Digital forensics following sophisticated investment fraud

Problem

An investment firm lost £5 million while attempting to invest in a pre-IPO company.

The fraud was facilitated through the compromise of a law firm’s business email account, which allowed cybercriminals to intercept and manipulate sensitive transactional communications.

The attackers gained unauthorised access to the lawyer’s email account, used forwarding rules to monitor and conceal email activity, and impersonated both the law firm and the investment target via a spoofed domain.

The fraudsters orchestrated a convincing email thread involving all parties and ultimately issued fake instructions directing funds to a fraudulent bank account. The deception was sophisticated enough to include forged documentation and phone validation using details of real bank staff found on LinkedIn. By the time the investment firm realised the fraud the funds were untraceable.

Response

Toro was engaged by the investment firm to conduct a digital forensics investigation and incident response. The investigation focused on identifying how the fraud was executed, preserving evidence, and supporting litigation efforts against the compromised law firm.

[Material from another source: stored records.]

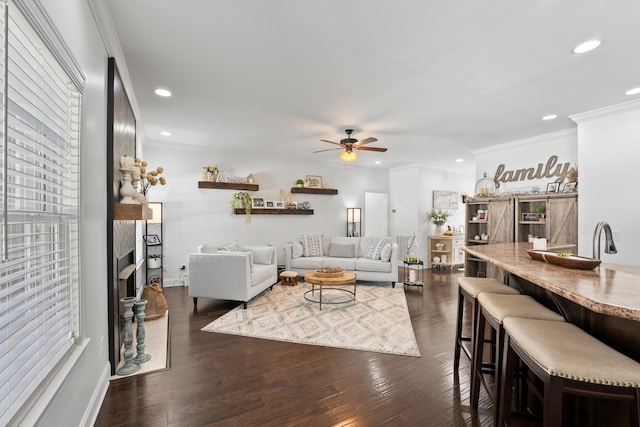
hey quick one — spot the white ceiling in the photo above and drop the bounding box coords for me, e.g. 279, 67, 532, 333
103, 0, 640, 171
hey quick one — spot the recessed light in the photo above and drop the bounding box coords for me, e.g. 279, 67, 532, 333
542, 114, 558, 121
154, 88, 172, 97
374, 161, 382, 165
625, 87, 640, 96
160, 131, 171, 136
455, 158, 464, 163
572, 40, 601, 54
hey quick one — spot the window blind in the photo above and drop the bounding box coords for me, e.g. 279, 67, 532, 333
0, 1, 82, 424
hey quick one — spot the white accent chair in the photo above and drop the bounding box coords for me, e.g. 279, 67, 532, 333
188, 242, 277, 310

Forensic analysis revealed how the attacker used subtle email forwarding rules, domain spoofing, and social engineering to maintain the deception without alerting the law firm or the investors.

Outcome

While the stolen funds were irrecoverable, Toro’s forensic investigation provided critical evidence supporting the investment firm’s legal action against the law firm. The incident highlighted severe vulnerabilities in email security and the risks of failing to detect business email compromise (BEC).

The case serves as a cautionary example of how attackers exploit trust in professional communications, and underscores the importance of proactive cybersecurity measures and thorough due diligence in high-value financial transactions.